PARIS: Who lost Russia? Who is responsible for Russia's economic meltdown since 1990? Are bumbling politicians guilty, or grasping oligarches, corrupt apparatchiks, the mafia, or the IMF? Accusations and finger pointing abounds, but the facts remain obscure. Ordinary Russians throw up their hands thinking everyone with power is tainted. A new study by the consultants McKinsey, however, sheds some light on this question and moves the debate forward.
The goal of the study (which is available at www.mckinsey.com) was simple: to study, in detail, how ten key economic sectors are faring. The conclusions are equally simple: in all sectors, average productivity is only at 19% of levels prevailing in the United States. The cause of this very weak productivity is the same for all sectors: Russia's complex system of disguised subsidies, heavy regulations and price distortions protects state owned firms, whose productivity is abysmal, and hinders the development of new firms, whose productivity is a lot higher.
The study of each of these sectors allows for a better understanding of the nature of the system of subsidies. At times, the rules of the game are transparent and still the established and incompetent triumph.

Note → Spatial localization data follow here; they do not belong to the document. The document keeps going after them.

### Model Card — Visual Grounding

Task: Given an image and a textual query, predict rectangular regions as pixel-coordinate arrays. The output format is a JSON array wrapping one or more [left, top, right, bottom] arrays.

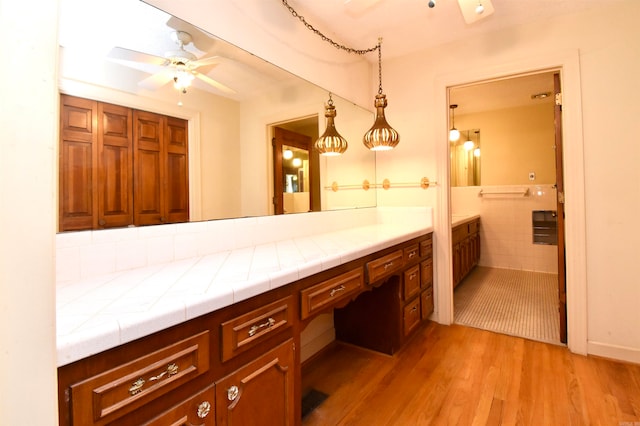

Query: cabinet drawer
[[403, 264, 421, 301], [146, 383, 215, 425], [468, 219, 479, 234], [420, 236, 433, 258], [366, 249, 404, 284], [300, 268, 364, 320], [421, 286, 434, 320], [221, 295, 294, 362], [420, 258, 433, 288], [70, 331, 210, 425], [403, 244, 420, 264], [452, 225, 468, 244], [403, 297, 421, 337]]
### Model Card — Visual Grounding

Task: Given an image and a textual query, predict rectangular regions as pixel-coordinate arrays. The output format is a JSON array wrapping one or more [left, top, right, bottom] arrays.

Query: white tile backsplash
[[452, 185, 558, 273]]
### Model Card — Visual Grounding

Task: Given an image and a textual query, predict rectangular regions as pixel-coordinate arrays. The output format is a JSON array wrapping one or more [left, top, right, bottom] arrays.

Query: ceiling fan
[[108, 30, 236, 95]]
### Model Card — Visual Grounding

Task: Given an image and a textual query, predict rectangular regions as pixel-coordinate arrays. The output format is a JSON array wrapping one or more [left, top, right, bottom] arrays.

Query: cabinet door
[[216, 339, 295, 426], [134, 110, 166, 226], [98, 102, 133, 228], [59, 95, 98, 231], [165, 116, 189, 224]]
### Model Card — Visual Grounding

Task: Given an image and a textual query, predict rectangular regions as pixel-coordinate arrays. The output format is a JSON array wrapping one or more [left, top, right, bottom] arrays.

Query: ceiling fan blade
[[457, 0, 494, 24], [108, 46, 167, 66], [138, 70, 174, 91], [194, 72, 236, 94], [166, 16, 217, 52], [191, 55, 223, 69]]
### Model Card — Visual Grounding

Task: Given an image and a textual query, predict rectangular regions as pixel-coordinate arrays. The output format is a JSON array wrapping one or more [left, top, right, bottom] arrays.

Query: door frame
[[433, 50, 587, 355]]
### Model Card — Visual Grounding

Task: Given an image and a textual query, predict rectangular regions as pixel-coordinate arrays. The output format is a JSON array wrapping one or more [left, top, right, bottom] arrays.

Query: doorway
[[448, 71, 566, 344], [270, 116, 320, 215]]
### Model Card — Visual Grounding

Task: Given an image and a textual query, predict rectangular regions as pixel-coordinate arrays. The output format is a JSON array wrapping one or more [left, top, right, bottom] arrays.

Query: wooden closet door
[[98, 102, 133, 228], [165, 117, 189, 224], [134, 110, 166, 226], [59, 95, 98, 231]]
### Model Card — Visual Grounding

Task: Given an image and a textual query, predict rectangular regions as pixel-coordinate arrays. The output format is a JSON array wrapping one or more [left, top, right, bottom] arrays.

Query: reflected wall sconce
[[363, 39, 400, 152], [449, 104, 460, 142], [314, 93, 349, 156]]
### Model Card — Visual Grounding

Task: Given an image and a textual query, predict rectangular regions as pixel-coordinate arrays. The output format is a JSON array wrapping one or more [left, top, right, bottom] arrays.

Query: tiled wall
[[452, 185, 558, 273], [56, 206, 434, 284]]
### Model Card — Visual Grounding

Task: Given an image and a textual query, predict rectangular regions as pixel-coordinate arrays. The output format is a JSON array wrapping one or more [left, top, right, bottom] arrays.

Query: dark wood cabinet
[[58, 232, 433, 425], [334, 233, 434, 354], [59, 95, 188, 232], [452, 217, 480, 288], [215, 339, 296, 426]]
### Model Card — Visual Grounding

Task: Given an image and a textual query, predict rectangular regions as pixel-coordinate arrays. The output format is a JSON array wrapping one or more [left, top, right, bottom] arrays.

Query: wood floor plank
[[302, 322, 640, 426]]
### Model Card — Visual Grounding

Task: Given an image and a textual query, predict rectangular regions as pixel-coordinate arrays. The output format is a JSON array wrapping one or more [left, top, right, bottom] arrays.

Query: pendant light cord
[[377, 39, 383, 94], [280, 0, 380, 56]]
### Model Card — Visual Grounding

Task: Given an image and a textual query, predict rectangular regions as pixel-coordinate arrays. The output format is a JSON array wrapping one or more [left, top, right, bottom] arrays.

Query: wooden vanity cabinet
[[452, 217, 480, 288], [334, 233, 434, 354], [58, 232, 434, 425]]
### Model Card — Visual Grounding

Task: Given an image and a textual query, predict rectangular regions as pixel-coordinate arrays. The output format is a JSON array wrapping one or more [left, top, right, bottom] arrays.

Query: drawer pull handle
[[384, 261, 394, 270], [248, 317, 276, 337], [129, 378, 145, 395], [197, 401, 211, 418], [411, 306, 418, 314], [330, 285, 346, 297], [408, 251, 417, 258], [409, 273, 417, 280], [149, 363, 179, 382], [228, 385, 239, 401]]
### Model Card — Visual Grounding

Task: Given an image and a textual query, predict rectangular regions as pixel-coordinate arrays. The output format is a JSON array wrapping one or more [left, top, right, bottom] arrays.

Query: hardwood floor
[[302, 322, 640, 425]]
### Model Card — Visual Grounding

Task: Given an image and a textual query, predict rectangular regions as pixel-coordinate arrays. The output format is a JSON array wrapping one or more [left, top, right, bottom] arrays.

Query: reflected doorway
[[272, 120, 320, 215]]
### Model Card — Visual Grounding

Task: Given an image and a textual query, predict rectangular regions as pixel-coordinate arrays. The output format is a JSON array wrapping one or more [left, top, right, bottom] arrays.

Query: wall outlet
[[528, 172, 536, 181]]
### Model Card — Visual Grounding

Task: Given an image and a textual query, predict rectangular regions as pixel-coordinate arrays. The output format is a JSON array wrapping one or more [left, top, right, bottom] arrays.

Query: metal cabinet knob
[[227, 385, 239, 401], [197, 401, 211, 418]]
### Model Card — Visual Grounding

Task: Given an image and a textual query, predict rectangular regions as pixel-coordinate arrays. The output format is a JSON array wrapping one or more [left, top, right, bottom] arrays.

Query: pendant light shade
[[315, 94, 348, 156], [449, 104, 460, 142], [363, 39, 399, 151], [363, 93, 399, 151]]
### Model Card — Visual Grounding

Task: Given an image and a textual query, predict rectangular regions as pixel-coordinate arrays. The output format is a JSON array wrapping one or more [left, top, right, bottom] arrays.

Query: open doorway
[[448, 70, 567, 345]]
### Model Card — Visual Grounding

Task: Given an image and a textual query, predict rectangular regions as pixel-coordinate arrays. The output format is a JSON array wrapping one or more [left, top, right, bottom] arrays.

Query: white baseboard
[[587, 341, 640, 365]]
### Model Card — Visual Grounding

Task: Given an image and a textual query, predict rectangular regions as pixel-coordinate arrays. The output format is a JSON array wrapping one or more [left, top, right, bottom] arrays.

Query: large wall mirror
[[58, 0, 376, 231]]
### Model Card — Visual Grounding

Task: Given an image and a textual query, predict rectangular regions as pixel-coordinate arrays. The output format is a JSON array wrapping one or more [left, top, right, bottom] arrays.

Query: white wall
[[0, 1, 59, 425], [3, 1, 639, 423], [379, 1, 640, 362]]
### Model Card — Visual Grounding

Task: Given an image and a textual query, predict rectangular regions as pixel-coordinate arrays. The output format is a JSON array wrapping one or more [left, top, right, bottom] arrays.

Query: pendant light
[[449, 104, 460, 142], [463, 130, 474, 151], [363, 39, 400, 151], [314, 93, 348, 156]]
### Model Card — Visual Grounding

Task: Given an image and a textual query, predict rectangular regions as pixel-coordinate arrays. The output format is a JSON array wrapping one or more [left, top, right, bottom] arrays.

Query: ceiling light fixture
[[281, 0, 399, 152], [464, 131, 474, 151], [173, 63, 194, 94], [363, 39, 399, 151], [315, 93, 349, 156], [449, 104, 460, 142]]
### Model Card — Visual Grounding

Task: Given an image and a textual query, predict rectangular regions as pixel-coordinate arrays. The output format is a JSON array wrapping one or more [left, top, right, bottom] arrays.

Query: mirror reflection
[[57, 0, 376, 232], [450, 129, 481, 187]]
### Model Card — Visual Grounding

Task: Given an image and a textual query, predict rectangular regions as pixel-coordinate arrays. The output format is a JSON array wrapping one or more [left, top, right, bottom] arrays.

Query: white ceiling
[[59, 0, 622, 112], [288, 0, 626, 61]]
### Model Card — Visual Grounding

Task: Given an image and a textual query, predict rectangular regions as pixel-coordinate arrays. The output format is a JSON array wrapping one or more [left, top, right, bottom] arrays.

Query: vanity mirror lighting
[[57, 0, 376, 232]]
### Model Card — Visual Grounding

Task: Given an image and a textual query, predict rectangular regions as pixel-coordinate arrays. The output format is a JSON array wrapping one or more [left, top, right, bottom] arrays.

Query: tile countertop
[[56, 221, 432, 366], [451, 214, 480, 228]]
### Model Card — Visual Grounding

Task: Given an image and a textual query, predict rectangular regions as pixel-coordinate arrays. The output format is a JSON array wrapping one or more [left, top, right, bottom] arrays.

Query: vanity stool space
[[57, 232, 433, 426]]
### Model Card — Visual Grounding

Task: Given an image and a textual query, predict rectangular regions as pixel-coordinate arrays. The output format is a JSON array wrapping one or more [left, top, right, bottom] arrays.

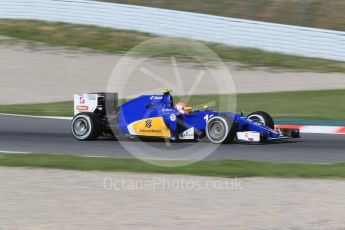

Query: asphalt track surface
[[1, 114, 345, 163]]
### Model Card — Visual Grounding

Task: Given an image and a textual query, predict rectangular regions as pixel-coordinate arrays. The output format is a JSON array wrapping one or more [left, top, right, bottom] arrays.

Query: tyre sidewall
[[206, 116, 230, 144], [248, 111, 274, 129], [71, 113, 100, 140]]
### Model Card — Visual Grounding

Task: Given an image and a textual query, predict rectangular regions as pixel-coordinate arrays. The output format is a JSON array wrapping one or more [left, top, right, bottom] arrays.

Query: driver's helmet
[[162, 89, 173, 107], [175, 102, 190, 114], [162, 88, 172, 94]]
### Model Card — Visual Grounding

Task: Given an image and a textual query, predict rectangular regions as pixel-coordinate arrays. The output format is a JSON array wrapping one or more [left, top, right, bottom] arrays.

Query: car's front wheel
[[247, 111, 274, 129], [206, 116, 236, 144], [71, 112, 102, 141]]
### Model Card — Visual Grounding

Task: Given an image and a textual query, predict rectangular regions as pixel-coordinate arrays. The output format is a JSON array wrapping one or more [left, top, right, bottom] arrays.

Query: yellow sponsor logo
[[130, 117, 171, 137]]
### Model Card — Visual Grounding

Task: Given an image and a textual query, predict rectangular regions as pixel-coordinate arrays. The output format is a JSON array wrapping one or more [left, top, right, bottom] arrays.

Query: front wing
[[236, 128, 300, 142]]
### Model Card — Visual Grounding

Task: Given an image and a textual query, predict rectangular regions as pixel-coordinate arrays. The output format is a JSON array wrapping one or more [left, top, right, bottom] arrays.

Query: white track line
[[0, 113, 72, 120], [0, 151, 33, 154]]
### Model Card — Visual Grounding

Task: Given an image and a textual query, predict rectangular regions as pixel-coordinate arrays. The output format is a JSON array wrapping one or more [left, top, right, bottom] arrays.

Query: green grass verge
[[100, 0, 345, 31], [1, 153, 345, 179], [0, 101, 74, 117], [1, 19, 345, 72], [1, 89, 345, 120]]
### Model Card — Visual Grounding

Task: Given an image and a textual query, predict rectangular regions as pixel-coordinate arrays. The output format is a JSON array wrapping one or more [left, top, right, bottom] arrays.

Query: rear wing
[[73, 93, 118, 116]]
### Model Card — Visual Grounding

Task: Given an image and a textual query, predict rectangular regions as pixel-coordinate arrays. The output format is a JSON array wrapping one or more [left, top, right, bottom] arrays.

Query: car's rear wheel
[[247, 111, 274, 129], [71, 112, 102, 141], [206, 116, 236, 144]]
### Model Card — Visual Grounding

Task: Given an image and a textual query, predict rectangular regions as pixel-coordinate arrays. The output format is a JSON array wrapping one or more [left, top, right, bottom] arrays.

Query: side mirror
[[145, 104, 153, 108]]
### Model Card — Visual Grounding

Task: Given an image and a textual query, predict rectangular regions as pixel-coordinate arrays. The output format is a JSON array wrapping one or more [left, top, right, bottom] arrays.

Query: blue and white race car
[[71, 89, 300, 144]]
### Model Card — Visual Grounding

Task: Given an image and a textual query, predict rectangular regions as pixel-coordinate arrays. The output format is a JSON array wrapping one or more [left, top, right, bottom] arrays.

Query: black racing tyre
[[247, 111, 274, 129], [206, 116, 236, 144], [71, 112, 102, 141]]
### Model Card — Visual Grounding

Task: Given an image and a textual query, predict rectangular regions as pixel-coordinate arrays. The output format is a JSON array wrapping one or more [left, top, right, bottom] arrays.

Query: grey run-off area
[[1, 43, 345, 104], [1, 167, 345, 229]]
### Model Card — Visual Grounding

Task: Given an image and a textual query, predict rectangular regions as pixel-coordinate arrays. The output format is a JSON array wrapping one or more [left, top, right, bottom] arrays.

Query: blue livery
[[71, 90, 300, 143]]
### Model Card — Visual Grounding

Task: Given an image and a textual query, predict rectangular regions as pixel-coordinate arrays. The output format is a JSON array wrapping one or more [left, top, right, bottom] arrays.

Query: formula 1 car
[[71, 89, 300, 144]]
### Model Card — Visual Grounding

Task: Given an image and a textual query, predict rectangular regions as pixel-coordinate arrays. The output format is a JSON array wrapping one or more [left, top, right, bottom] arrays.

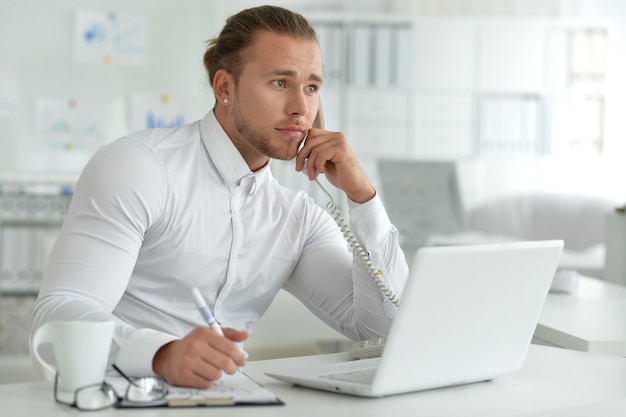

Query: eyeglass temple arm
[[112, 364, 142, 388]]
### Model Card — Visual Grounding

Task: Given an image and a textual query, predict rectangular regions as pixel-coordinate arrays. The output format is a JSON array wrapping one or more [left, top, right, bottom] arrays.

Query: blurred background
[[2, 0, 626, 378]]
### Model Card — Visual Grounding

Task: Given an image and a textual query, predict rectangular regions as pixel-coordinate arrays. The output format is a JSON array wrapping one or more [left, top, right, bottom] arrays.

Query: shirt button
[[357, 222, 365, 229]]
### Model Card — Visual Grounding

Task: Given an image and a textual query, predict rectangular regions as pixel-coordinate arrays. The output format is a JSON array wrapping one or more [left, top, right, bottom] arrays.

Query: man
[[31, 5, 409, 389]]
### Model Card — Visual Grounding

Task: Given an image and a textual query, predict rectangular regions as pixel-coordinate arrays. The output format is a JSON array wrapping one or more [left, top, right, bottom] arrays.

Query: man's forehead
[[244, 31, 322, 69], [268, 68, 323, 83]]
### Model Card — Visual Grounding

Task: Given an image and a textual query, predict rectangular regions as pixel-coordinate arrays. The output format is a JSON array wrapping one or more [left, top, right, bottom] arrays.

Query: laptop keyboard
[[322, 368, 377, 384]]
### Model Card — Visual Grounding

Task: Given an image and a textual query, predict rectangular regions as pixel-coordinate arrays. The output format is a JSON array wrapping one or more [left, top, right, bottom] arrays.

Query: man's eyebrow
[[271, 69, 323, 83], [310, 74, 324, 83]]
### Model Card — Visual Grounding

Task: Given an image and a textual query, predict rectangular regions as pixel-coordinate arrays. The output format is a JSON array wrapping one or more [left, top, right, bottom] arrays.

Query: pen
[[191, 287, 224, 336]]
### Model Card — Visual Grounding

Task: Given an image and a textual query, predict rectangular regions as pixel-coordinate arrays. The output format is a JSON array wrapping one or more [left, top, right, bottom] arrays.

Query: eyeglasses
[[54, 367, 169, 411], [114, 364, 169, 404], [54, 373, 118, 411]]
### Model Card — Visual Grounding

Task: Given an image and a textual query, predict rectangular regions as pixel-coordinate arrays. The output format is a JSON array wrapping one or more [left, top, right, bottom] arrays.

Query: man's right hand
[[152, 327, 248, 388]]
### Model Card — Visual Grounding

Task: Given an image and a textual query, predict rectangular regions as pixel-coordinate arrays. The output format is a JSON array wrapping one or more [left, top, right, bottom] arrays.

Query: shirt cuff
[[348, 193, 393, 244], [114, 328, 178, 377]]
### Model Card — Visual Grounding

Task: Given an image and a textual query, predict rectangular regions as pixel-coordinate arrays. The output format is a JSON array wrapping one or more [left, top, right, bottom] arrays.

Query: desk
[[520, 398, 626, 417], [1, 345, 626, 416], [535, 275, 626, 356]]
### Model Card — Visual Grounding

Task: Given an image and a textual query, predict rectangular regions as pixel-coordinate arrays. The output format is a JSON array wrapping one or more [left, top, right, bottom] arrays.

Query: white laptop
[[266, 240, 564, 397]]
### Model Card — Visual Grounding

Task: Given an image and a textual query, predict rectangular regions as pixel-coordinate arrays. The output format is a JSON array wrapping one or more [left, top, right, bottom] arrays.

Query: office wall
[[214, 0, 626, 207], [0, 0, 332, 176], [3, 0, 626, 202], [0, 0, 216, 174], [1, 0, 624, 363], [400, 0, 626, 206]]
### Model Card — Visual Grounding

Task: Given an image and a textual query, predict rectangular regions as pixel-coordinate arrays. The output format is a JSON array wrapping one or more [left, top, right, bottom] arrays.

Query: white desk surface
[[2, 344, 626, 416], [536, 275, 626, 356], [520, 398, 626, 417]]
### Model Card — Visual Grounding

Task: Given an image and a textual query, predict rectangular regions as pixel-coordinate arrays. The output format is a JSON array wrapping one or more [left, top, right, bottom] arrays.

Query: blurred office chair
[[468, 192, 619, 278]]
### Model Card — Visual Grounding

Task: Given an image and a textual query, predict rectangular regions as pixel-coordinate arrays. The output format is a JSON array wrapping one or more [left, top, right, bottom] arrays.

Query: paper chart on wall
[[73, 9, 146, 66], [129, 93, 204, 132], [34, 97, 108, 152]]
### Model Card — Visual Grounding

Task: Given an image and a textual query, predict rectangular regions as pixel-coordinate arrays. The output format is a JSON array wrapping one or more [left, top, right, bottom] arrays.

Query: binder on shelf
[[374, 26, 392, 88], [479, 95, 541, 154], [351, 25, 372, 87], [316, 23, 344, 86], [394, 26, 413, 88], [0, 179, 73, 293]]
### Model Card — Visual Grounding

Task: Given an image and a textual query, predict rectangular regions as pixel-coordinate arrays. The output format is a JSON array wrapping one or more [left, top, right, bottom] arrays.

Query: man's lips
[[276, 127, 306, 139]]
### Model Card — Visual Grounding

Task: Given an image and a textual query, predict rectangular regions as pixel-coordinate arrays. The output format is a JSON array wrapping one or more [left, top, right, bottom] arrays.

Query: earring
[[223, 98, 229, 104]]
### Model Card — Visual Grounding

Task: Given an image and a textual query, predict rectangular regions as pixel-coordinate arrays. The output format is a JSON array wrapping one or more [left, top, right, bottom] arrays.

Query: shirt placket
[[214, 175, 256, 323]]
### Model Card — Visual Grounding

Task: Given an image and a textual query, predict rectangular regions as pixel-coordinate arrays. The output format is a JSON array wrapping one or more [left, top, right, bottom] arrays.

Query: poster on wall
[[129, 93, 203, 132], [34, 97, 108, 153], [73, 9, 146, 66]]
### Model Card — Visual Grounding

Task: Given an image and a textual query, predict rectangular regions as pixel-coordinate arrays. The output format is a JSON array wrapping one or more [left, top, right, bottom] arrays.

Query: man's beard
[[232, 103, 300, 161]]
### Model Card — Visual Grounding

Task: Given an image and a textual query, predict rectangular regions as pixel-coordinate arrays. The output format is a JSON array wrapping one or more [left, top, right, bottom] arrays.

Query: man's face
[[228, 31, 323, 167]]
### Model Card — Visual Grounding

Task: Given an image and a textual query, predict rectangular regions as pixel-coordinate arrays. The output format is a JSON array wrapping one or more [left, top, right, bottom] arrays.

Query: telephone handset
[[299, 105, 400, 308]]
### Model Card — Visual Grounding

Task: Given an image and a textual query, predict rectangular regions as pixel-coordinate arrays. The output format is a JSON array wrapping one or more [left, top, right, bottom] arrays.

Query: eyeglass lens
[[113, 364, 168, 403], [54, 373, 118, 411], [75, 383, 119, 411], [126, 377, 169, 402], [54, 368, 169, 410]]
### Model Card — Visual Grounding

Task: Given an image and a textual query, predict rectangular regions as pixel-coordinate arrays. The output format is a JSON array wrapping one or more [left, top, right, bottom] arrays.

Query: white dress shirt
[[32, 110, 408, 377]]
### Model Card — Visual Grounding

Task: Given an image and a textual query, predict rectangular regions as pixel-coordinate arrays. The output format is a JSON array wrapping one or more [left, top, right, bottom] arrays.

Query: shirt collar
[[199, 110, 273, 188]]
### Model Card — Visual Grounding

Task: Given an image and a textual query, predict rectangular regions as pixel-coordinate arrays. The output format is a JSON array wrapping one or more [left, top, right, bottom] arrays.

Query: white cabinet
[[346, 90, 409, 121], [415, 125, 474, 158], [412, 20, 476, 159], [410, 17, 613, 159], [414, 20, 475, 91], [346, 89, 410, 158], [413, 93, 475, 158], [295, 15, 415, 192], [294, 16, 613, 176], [478, 24, 547, 93], [351, 125, 409, 156], [416, 95, 473, 121]]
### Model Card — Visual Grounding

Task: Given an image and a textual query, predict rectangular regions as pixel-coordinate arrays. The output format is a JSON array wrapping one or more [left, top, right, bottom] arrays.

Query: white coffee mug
[[32, 320, 114, 396]]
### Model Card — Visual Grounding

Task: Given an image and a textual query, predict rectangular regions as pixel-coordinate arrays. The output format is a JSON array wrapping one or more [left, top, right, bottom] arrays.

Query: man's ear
[[213, 69, 233, 104]]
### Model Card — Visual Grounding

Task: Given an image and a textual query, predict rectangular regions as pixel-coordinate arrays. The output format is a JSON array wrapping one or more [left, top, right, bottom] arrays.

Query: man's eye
[[272, 80, 286, 88], [306, 85, 317, 93]]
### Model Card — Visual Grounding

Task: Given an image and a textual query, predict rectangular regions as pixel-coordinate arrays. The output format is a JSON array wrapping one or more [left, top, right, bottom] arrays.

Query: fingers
[[296, 129, 348, 176], [153, 327, 249, 388], [223, 327, 250, 344], [295, 128, 375, 203]]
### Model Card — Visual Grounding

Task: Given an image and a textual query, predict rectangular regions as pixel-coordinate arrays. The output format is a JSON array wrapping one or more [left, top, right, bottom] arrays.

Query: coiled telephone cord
[[314, 178, 400, 307]]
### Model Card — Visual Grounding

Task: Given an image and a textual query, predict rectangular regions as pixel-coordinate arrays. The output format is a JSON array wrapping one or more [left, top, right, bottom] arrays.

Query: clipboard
[[107, 370, 283, 408]]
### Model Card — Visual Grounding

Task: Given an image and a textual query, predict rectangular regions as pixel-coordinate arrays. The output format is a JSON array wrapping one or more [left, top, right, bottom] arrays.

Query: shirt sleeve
[[283, 193, 409, 342], [31, 137, 175, 377]]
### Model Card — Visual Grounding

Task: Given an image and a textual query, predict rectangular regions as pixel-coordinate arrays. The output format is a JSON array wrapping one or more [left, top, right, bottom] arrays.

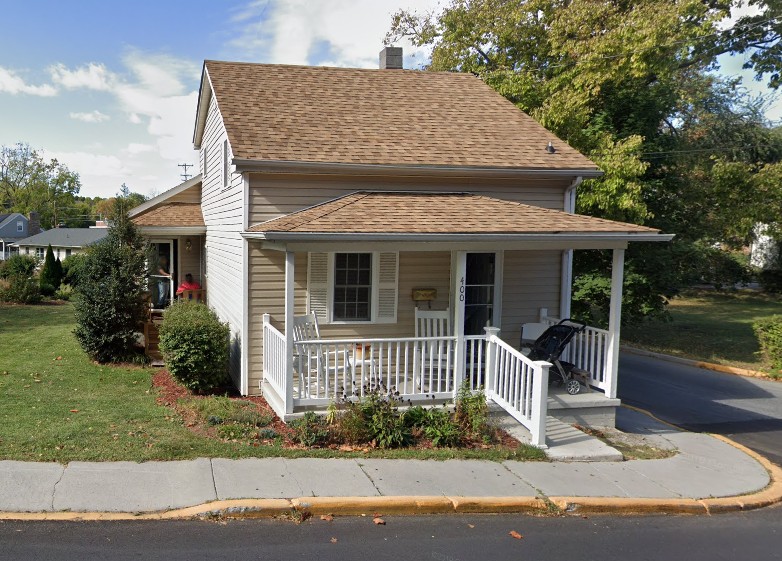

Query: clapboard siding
[[247, 174, 571, 225], [246, 248, 452, 394], [201, 94, 245, 385], [500, 250, 562, 348]]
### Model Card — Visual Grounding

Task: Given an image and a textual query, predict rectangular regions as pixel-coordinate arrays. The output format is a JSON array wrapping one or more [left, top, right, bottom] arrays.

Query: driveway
[[618, 353, 782, 466]]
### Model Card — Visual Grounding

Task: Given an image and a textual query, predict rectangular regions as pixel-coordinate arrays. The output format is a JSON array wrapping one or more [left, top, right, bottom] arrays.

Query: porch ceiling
[[244, 192, 672, 249]]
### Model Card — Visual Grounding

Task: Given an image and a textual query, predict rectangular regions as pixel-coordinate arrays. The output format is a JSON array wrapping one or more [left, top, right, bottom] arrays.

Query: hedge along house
[[133, 48, 672, 446]]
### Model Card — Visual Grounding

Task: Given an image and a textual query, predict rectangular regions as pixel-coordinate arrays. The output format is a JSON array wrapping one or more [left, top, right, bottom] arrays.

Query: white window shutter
[[307, 252, 330, 324], [375, 252, 398, 323]]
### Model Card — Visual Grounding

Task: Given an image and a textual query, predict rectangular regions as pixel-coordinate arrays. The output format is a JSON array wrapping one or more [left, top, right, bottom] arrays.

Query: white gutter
[[242, 231, 674, 243], [232, 158, 604, 179]]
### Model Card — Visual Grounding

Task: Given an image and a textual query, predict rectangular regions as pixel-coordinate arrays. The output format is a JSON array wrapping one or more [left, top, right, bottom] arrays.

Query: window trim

In the construction sector, for example, when bids are solicited publically and therefore should be open to all, contracts simply go to the old, established firms. Others have to fight endlessly in order to obtain their construction permit from a myriad of government authorities, or clarify their property rights to the land they wish to build on.
Subsidies are often hidden. Many firms would have to close shop if they purchased the oil and electricity and gas they use at prevailing market prices. As a result, they rely on barter, using goods of little value (such as empty residential buildings) in order to pay their suppliers.